Analysis of the correlation between key gene mutations and breast cancer

Abstract

The purpose of this study is to investigate whether mutations in key genes affect the prognosis of breast cancer patients, and base mutations is discussed by combining the physical properties of the electron–ion interaction pseudopotential. We study 994 breast cancer mutation samples, including 15,015 mutation genes, and use social network algorithm to screen key genes. In order to analyze the relationship between electron–ion interaction pseudopotential and mutation of key genes, this paper proposes the $E$ difference formula. It not only analyses gene mutation at the physical level, but also explains the mutation rule of single base. Simultaneously, we use the Kaplan–Meier to analyze the overall survival rate of breast cancer samples and use Tarone-Ware to test. The results showed that mutations in GATA3, PIK3CA, and TP53 are significant difference in overall survival rate of breast cancer ( $CI = 95 %$ , $P < 0.05$ ). Proteins often interact to form protein complexes, and driving protein function. Therefore, by constructing protein–protein interaction network and finding modular proteins of key genes, we can find genes closely related to key genes. Finally, the results of Kyoto Encyclopedia of Genes and Genomes (KEGG) pathway and gene ontology function enrichment analysis show that key genes played an important role in metabolic pathways and biological functions. In clinical medicine, screening for key gene mutations may help predict survival in breast cancer patients.

Keywords

Breast cancer key gene EIIP survival analysis

Introduction

Breast cancer is a malignant disease with high incidence in women, accounting for 23% of all female cancer cases, and leads to 14% of cancer-related death in cases.¹ China used to be a low incidence country for breast cancer, however, owing to the changes of people’s eating habits, reproductive behaviors, and lifestyles, the risk of breast cancer is continuously increasing.² Data from cancer surveillance sites in Beijing, Shanghai, and Harbin have shown that the incidence of breast cancer is rising.^3–5 The treatment of breast cancer is early detection and early treatment, and the sooner the discovery, the better the treatment.

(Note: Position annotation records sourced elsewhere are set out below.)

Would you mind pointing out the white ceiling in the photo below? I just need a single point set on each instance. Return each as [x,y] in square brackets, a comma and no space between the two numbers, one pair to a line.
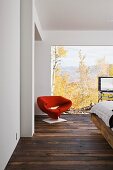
[75,14]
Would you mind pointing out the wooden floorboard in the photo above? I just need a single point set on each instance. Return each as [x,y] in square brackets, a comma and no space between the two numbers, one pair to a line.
[73,145]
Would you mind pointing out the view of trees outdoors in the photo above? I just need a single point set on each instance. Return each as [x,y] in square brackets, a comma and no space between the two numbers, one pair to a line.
[75,71]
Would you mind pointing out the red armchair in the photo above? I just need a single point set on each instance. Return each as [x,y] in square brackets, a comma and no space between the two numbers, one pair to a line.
[60,104]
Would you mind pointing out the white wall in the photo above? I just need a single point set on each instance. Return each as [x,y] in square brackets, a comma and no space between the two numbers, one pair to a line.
[43,53]
[29,20]
[9,78]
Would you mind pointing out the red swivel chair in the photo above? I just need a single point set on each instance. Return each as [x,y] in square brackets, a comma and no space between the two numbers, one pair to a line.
[53,106]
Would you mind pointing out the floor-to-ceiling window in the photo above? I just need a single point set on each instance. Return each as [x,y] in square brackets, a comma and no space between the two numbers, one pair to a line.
[75,71]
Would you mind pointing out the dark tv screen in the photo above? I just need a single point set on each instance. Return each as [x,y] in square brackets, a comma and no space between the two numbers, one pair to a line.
[105,84]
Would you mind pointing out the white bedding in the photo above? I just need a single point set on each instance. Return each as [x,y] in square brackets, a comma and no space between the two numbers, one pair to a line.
[103,110]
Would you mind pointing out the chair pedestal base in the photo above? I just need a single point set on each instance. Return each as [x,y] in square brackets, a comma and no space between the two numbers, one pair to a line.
[50,120]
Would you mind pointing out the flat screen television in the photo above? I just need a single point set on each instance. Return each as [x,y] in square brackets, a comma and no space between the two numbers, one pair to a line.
[105,84]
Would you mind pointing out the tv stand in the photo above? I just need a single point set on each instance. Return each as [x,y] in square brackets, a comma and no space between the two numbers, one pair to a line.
[102,95]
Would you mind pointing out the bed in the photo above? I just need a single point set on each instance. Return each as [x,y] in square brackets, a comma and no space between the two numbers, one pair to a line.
[102,116]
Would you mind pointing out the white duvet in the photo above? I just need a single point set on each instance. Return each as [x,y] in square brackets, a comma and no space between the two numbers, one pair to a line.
[103,110]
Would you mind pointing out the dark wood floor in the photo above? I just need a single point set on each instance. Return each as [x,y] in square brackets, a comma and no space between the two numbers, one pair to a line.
[73,145]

Previous studies have shown that synonymous codons have different efficiency in translation speed and folding accuracy.⁶ Changes in single nucleotides lead to different codon usage, that will cause the protein’s translation efficiency, translation speed, and folding accuracy will all change. In the study, the DNA sequence is represented digitally by using the Electron–ion interaction pseudopotentials (EIIP) of the bases A, C, G, T. The EIIP value is given by Nair and Sreenadhan ⁷, Rao and Swamy ⁸. In past genetic mutation studies, gene expression profiles were commonly used, but gene expression profiles did not highlight changes in single base. Therefore, we use the physical properties of the base to calculate the changes of the base after mutation, and this study find out the correlation between base mutations and EIIP. Gene mutation types include base substitutions, frameshifts, insertions, and deletions. There are two main types of base substitutions: transition and transversion. Defining purine and purine, pyrimidine and pyrimidine mutations is called transition, the mutation between purines and pyrimidines is called transversion. And the ratio of transition and transversion is generally not equal, it is called “conversion bias”.⁹

Materials and methods

Sources of materials

From the cBioportal database (http://www.cbioportal.org), we downloaded 1105 breast invasive cancer samples, including 994 mutant samples and 15,015 mutant genes.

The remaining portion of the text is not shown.